# help with a little terminology



## c_matt92 (Jan 17, 2008)

Like I said in my first post, I am new and trying to learn all I can. I have figured out what most everything means, but I have found nothing on what 4 coil means. It gets used a lot everywhere I look, but I don't know what it is.


----------



## coyote_buster (Mar 11, 2007)

In The Round- Fur on the carcass
Green- Skinned but not fleshed and streatched
Put Up- skinned fleshed and stretched
Not sure about the 4 coil, the size of spring maybe.


----------



## c_matt92 (Jan 17, 2008)

I think I got it.
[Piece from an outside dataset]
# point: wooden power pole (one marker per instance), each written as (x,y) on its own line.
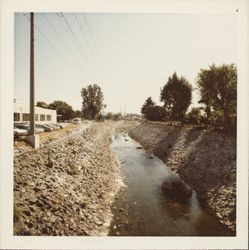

Does it mean that there are 4 coils, one at every corner of the pan for lack of a better description? I finally found some traps 4 coil kits on them, and that is what I noticed was different. These were on bigger traps, so is this done with the smaller ones?


----------



## ND trapper (Nov 14, 2006)

c_matt92 said:


> I think I got it. Does it mean that there are 4 coils, one at every corner of the pan for lack of a better description? I finally found some traps 4 coil kits on them, and that is what I noticed was different. These were on bigger traps, so is this done with the smaller ones?


Yes to both questions but I think that it is overkill on the smaller traps.


----------



## c_matt92 (Jan 17, 2008)

Thanks ND.


----------



## MO_coon-catcher (Oct 22, 2007)

with four coiling if I laminate my 1 1/2s then should I four coil them


----------



## ND trapper (Nov 14, 2006)

MO_coon-catcher said:


> with four coiling if I laminate my 1 1/2s then should I four coil them


No. 4 coil on a 1.5 is extreme overkill. That much power applied to a small jaw spread of a 1.5 will result in broken bones and animal losses. Put in some #2 music wire springs. You trap will hold coyote, fox, and **** with out any issues.


----------



## ARhunttrap07 (Dec 5, 2007)

ND IS RIGHT THATS WAY TO MUCH OVER KILL. IF YOUR TRAPPIN FOX COYOTE AND BOBCAT WITH ATLEAST A NUMBER 2 OR BIGGER 4 COIL WOULD BE OK AND ON OFFSETS IN THE JAW HELPS. YOU WONT HAVE AS MANY BROKEN BONES


----------